1. I/O Independence (tileverse-storage)

We treat data access as a distinct problem from data format.

  • Goal: Read (and write, list, copy, presign) bytes from anywhere (S3, HTTP, Azure, GCS, File) efficiently.
  • Anti-Pattern: Format libraries (like a GeoTIFF reader) implementing their own S3 clients.
  • Solution: Storage provides a unified container API; its RangeReader API exposes the byte-range read surface used by single-file consumers (PMTiles, COG, single-file Parquet).

2. Pure Mathematical Models (tilematrixset)

Spatial reference systems and grid logic are kept separate from data storage.

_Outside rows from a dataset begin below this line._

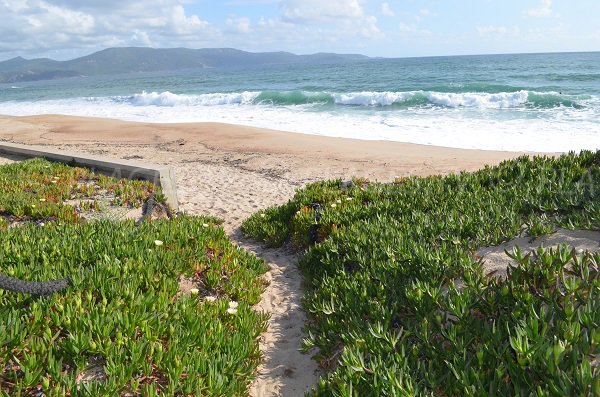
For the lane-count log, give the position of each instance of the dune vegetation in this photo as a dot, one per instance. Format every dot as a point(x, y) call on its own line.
point(125, 326)
point(400, 304)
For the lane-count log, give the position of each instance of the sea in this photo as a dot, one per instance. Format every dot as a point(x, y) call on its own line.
point(521, 102)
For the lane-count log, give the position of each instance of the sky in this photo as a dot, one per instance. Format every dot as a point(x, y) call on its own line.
point(66, 29)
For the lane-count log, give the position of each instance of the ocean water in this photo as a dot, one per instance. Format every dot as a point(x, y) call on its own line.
point(531, 102)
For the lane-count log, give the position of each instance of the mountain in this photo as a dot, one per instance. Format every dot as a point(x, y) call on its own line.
point(140, 59)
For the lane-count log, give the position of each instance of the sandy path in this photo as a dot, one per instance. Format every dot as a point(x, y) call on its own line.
point(232, 172)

  • Goal: Calculate tile coordinates and bounding boxes without external dependencies.
  • Benefit: Can be used by a tile server to calculate grids even if the data source isn't Java-based or uses a different I/O library.

3. Format Specificity (vectortiles, pmtiles)

These libraries handle the parsing and encoding logic for specific file specs.

  • Vector Tiles: Pure Protocol Buffers / JTS transcoding. No I/O logic.
  • PMTiles: Orchestrates RangeReader to fetch specific directory bytes, uses VectorTiles to parse the result, and TileMatrixSet to understand the grid.

Integration Patterns

Direct Usage

Applications often use modules directly:

  • ETL Pipelines: Use vectortiles to convert PostGIS geometry to MVT bytes.
  • Tile Servers: Use tilematrixset to calculate which tiles cover a viewport.
  • Data Access: Use tileverse-storage (its RangeReader API) to fetch partial content from Cloud Optimized GeoTIFFs (COGs) stored on S3.

Composed Usage

The pmtiles library demonstrates the power of composition:

  1. Accepts a RangeReader interface (polymorphic backend).
  2. Uses HilbertCurve (internal) for index lookup.
  3. Returns raw bytes at the reader level; high-level *TileStore wrappers decode on the fly: PMTilesVectorTileStore uses vectortiles to return parsed VectorTile objects, PMTilesRasterTileStore uses javax.imageio.ImageIO to return decoded RenderedImage objects. Both run their decoder against the streaming InputStream overload so no intermediate ByteBuffer is allocated per tile.